The opportunity to provide “absolute transparency” should be grabbed by the new civilian government in Pakistan, if its hands are clean in this tragedy. By proving it had nothing to do with the attacks, that new government in Pakistan would be taking a step down the path to improved relations with India. If that happens, the people who live in that part of the world could breather a little easier.
Time and time again, India has accused Pakistan of complicity in attacks within its borders. Many of those attacks India traces to militant organizations opposed to India’s rule in Kashmir.
If India is right in its accusations that Pakistan played some role in the Mumbai attacks, look for the existing tension between those two nations to worsen. That’s just what that part of the world, and the entire world for that matter, does not need just now.
U.S. officials are hoping that Pakistan is not involved in the Mumbai attacks, but not just because that would likely improve relations between Pakistan and India.
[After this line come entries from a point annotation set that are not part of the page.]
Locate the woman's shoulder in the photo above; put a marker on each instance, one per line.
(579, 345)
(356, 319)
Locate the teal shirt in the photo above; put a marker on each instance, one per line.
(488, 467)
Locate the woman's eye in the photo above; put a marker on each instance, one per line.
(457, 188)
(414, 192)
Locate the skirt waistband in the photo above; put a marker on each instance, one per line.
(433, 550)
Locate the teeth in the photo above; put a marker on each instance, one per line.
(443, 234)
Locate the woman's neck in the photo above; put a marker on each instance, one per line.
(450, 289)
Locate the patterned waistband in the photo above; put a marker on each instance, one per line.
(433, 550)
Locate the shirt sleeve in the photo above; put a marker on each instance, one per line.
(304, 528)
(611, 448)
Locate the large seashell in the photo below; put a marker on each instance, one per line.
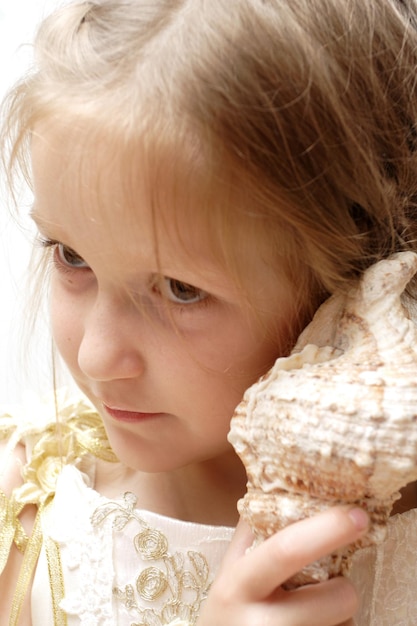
(336, 421)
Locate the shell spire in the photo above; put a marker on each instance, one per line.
(336, 421)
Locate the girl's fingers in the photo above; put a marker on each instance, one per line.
(287, 552)
(331, 602)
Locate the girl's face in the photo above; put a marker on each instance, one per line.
(159, 337)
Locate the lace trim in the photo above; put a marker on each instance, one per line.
(180, 580)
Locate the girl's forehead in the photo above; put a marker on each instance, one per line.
(131, 211)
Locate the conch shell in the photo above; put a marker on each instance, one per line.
(336, 421)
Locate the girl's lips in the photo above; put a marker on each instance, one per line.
(130, 416)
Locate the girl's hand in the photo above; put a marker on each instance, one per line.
(247, 590)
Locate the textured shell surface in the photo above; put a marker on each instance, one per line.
(336, 421)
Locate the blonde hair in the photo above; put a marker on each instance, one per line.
(299, 117)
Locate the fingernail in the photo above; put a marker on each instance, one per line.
(359, 518)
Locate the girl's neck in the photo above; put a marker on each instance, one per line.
(206, 493)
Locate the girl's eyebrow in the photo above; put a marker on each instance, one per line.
(43, 224)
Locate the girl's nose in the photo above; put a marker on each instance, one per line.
(109, 346)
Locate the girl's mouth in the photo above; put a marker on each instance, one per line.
(122, 415)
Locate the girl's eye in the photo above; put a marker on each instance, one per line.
(68, 257)
(180, 293)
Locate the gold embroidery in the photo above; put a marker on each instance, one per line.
(56, 578)
(56, 441)
(180, 581)
(26, 571)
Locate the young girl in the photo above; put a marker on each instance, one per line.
(205, 174)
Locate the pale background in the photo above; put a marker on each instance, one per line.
(19, 372)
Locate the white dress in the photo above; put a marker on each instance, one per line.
(103, 562)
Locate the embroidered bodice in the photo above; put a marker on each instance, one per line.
(106, 563)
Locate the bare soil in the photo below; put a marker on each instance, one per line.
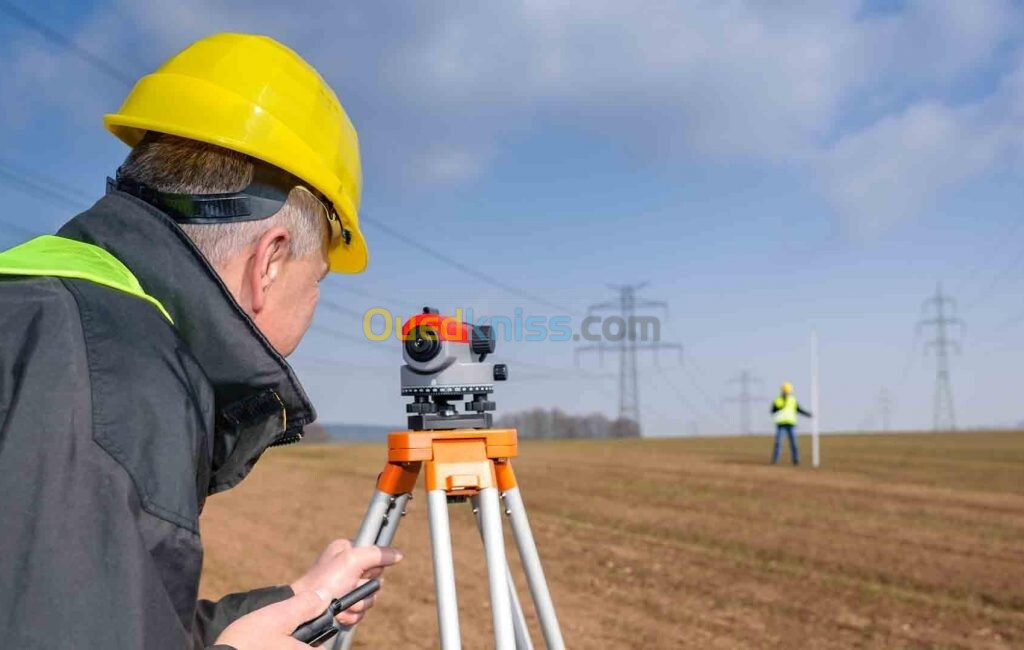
(901, 540)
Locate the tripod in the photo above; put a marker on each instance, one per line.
(463, 464)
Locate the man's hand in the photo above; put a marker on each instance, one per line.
(341, 568)
(270, 627)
Improved relations between those two nations would open the door even more so for Pakistan to move its focus on security from its border with India to its border with Afghanistan, where Islamic militants are active.
Those same militants are the ones that attack U.S. and other forces battling terrorism in Afghanistan.
Pakistan, which also faces terrorists’ threats, must make sure it permits the world complete access to its books on any possible Pakistani government involvement in the attacks, Rice said this week.
It would be in the best interests of Pakistan and the world for that to happen.